DATE: 20061020
DOCKET: C42811
COURT OF APPEAL FOR ONTARIO
RE:
HER MAJESTY THE QUEEN (Respondent) – and – BRIAN DOLIVERO WRIGHT (Appellant)
BEFORE:
LASKIN, MOLDAVER and JURIANSZ JJ.A.
COUNSEL:
Crystal Tomusiak
for the appellant
Nadia Thomas
for the respondent
HEARD & ENDORSED:
October 18, 2006
On appeal from conviction by Justice Bruce C. Hawkins of the Superior Court of Justice, sitting with a jury, dated September 16, 2004 and sentence imposed November 25, 2004.
A P P E A L B O O K E N D O R S E M E N T
[1] The appellant complains that the trial judge erred in failing to give the jury a blended instruction on both self-defence and accident. We disagree. The trial judge’s charge was, if anything, favourable to the appellant. It effectively assumed that he was acting lawfully in pushing the victim away (which might otherwise be conduct amounting to an unlawful assault) and went right to the heart of the matter, i.e., did the jury believe or have a reasonable doubt that the stabbing was accidental.
[2] The trial judge is not to be faulted for the functional approach he took. In our view, it focussed the jury on the critical issue that they had to decide, i.e., was the stabbing accidental or not. We would only add that if the stabbing was purposeful, the defence of self-defence would not have been available to the appellant as it would have lacked any air of reality.

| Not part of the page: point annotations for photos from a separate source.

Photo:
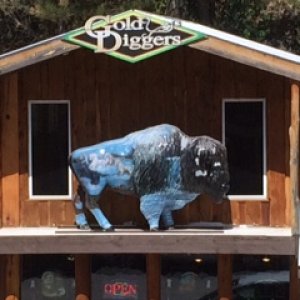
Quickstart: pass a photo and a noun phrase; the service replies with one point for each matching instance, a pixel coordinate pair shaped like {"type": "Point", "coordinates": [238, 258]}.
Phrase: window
{"type": "Point", "coordinates": [188, 276]}
{"type": "Point", "coordinates": [49, 148]}
{"type": "Point", "coordinates": [119, 276]}
{"type": "Point", "coordinates": [245, 139]}
{"type": "Point", "coordinates": [48, 277]}
{"type": "Point", "coordinates": [261, 277]}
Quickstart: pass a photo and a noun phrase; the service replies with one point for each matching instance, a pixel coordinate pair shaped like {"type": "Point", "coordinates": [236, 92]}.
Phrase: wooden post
{"type": "Point", "coordinates": [12, 277]}
{"type": "Point", "coordinates": [225, 276]}
{"type": "Point", "coordinates": [83, 277]}
{"type": "Point", "coordinates": [294, 281]}
{"type": "Point", "coordinates": [294, 156]}
{"type": "Point", "coordinates": [153, 276]}
{"type": "Point", "coordinates": [2, 276]}
{"type": "Point", "coordinates": [10, 152]}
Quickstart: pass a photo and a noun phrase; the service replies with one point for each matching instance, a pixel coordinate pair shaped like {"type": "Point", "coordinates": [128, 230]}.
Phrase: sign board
{"type": "Point", "coordinates": [132, 36]}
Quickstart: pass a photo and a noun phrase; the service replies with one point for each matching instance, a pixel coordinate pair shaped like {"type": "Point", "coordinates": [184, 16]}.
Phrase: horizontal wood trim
{"type": "Point", "coordinates": [34, 55]}
{"type": "Point", "coordinates": [249, 57]}
{"type": "Point", "coordinates": [235, 241]}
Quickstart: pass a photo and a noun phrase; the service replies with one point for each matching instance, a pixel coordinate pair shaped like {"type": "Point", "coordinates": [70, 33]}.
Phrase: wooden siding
{"type": "Point", "coordinates": [110, 98]}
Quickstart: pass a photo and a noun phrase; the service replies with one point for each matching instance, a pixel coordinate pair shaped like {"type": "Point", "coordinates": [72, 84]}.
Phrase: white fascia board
{"type": "Point", "coordinates": [221, 35]}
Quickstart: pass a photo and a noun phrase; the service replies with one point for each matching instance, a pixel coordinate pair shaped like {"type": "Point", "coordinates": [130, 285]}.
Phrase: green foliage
{"type": "Point", "coordinates": [275, 22]}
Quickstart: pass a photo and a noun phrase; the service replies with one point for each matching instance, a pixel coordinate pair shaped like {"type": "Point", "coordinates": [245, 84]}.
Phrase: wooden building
{"type": "Point", "coordinates": [55, 97]}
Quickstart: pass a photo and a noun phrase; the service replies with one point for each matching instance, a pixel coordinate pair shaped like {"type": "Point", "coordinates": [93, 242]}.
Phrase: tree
{"type": "Point", "coordinates": [274, 22]}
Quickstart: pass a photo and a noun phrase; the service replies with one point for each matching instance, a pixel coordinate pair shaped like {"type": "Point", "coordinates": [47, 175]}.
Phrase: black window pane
{"type": "Point", "coordinates": [244, 142]}
{"type": "Point", "coordinates": [260, 277]}
{"type": "Point", "coordinates": [48, 277]}
{"type": "Point", "coordinates": [192, 277]}
{"type": "Point", "coordinates": [50, 149]}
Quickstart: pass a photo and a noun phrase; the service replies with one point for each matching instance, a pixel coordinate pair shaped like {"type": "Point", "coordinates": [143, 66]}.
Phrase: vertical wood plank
{"type": "Point", "coordinates": [10, 152]}
{"type": "Point", "coordinates": [225, 276]}
{"type": "Point", "coordinates": [82, 277]}
{"type": "Point", "coordinates": [1, 117]}
{"type": "Point", "coordinates": [294, 281]}
{"type": "Point", "coordinates": [12, 273]}
{"type": "Point", "coordinates": [294, 156]}
{"type": "Point", "coordinates": [30, 89]}
{"type": "Point", "coordinates": [2, 276]}
{"type": "Point", "coordinates": [153, 276]}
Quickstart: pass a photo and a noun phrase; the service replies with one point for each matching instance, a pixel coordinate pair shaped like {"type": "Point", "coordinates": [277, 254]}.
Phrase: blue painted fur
{"type": "Point", "coordinates": [161, 165]}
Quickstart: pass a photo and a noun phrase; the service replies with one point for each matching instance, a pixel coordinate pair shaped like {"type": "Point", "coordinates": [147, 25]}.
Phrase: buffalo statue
{"type": "Point", "coordinates": [161, 165]}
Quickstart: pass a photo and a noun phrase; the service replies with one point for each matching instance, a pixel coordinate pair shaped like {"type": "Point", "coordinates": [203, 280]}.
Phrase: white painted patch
{"type": "Point", "coordinates": [184, 142]}
{"type": "Point", "coordinates": [199, 173]}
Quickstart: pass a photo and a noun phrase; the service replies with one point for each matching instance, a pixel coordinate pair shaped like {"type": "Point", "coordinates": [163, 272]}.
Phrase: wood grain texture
{"type": "Point", "coordinates": [1, 117]}
{"type": "Point", "coordinates": [10, 152]}
{"type": "Point", "coordinates": [294, 280]}
{"type": "Point", "coordinates": [153, 262]}
{"type": "Point", "coordinates": [83, 277]}
{"type": "Point", "coordinates": [250, 240]}
{"type": "Point", "coordinates": [186, 87]}
{"type": "Point", "coordinates": [294, 155]}
{"type": "Point", "coordinates": [2, 276]}
{"type": "Point", "coordinates": [225, 276]}
{"type": "Point", "coordinates": [12, 279]}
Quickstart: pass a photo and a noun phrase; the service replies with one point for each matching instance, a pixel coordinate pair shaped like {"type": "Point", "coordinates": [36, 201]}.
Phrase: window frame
{"type": "Point", "coordinates": [30, 159]}
{"type": "Point", "coordinates": [264, 195]}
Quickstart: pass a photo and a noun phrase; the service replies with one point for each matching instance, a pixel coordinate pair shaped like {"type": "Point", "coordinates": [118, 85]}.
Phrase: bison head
{"type": "Point", "coordinates": [204, 168]}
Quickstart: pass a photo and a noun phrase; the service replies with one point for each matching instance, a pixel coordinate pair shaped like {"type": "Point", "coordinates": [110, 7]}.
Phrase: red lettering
{"type": "Point", "coordinates": [108, 289]}
{"type": "Point", "coordinates": [120, 289]}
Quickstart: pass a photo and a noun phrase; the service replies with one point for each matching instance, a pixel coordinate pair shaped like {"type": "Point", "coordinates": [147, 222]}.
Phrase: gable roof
{"type": "Point", "coordinates": [218, 43]}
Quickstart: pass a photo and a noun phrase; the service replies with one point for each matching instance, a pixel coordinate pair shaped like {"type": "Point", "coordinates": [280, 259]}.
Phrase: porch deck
{"type": "Point", "coordinates": [235, 240]}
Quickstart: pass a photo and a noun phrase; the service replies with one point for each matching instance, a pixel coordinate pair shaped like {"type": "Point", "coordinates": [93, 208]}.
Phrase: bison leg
{"type": "Point", "coordinates": [80, 217]}
{"type": "Point", "coordinates": [151, 207]}
{"type": "Point", "coordinates": [167, 218]}
{"type": "Point", "coordinates": [92, 205]}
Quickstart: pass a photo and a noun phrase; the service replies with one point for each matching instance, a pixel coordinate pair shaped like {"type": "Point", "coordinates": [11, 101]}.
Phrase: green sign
{"type": "Point", "coordinates": [132, 36]}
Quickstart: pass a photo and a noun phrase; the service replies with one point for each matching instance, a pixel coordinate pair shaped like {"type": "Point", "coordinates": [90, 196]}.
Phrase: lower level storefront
{"type": "Point", "coordinates": [259, 266]}
{"type": "Point", "coordinates": [126, 276]}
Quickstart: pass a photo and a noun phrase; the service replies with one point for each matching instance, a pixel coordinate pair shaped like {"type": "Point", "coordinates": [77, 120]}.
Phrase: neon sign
{"type": "Point", "coordinates": [119, 290]}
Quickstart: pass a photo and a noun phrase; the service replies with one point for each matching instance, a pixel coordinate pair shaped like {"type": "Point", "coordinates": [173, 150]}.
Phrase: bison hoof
{"type": "Point", "coordinates": [154, 229]}
{"type": "Point", "coordinates": [84, 227]}
{"type": "Point", "coordinates": [109, 229]}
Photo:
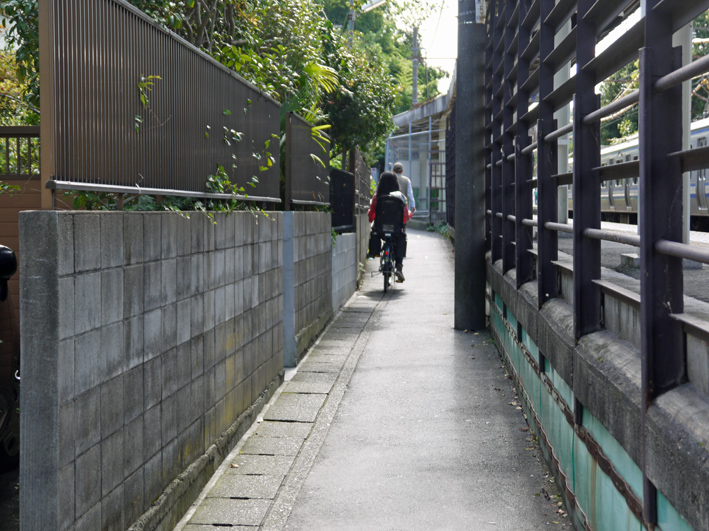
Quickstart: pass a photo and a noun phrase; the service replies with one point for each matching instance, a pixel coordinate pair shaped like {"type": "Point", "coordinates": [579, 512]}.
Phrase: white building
{"type": "Point", "coordinates": [419, 143]}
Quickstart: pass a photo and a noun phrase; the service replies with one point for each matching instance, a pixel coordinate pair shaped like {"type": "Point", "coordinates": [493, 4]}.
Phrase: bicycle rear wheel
{"type": "Point", "coordinates": [386, 266]}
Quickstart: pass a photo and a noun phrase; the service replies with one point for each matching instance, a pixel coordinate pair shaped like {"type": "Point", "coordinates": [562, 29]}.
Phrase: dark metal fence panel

[3] We see no merit in the other grounds of appeal raised by the appellant in his factum but not pursued in oral argument. In particular, we are satisfied that the instructions made it clear to the jury that they could only convict the appellant if they were satisfied beyond a reasonable doubt that the stabbing was not accidental and that if the evidence favouring the appellant on that issue left them in a state of reasonable doubt, they were to acquit.
[4] Accordingly, the appeal from conviction is dismissed. The appeal from sentence is dismissed as abandoned.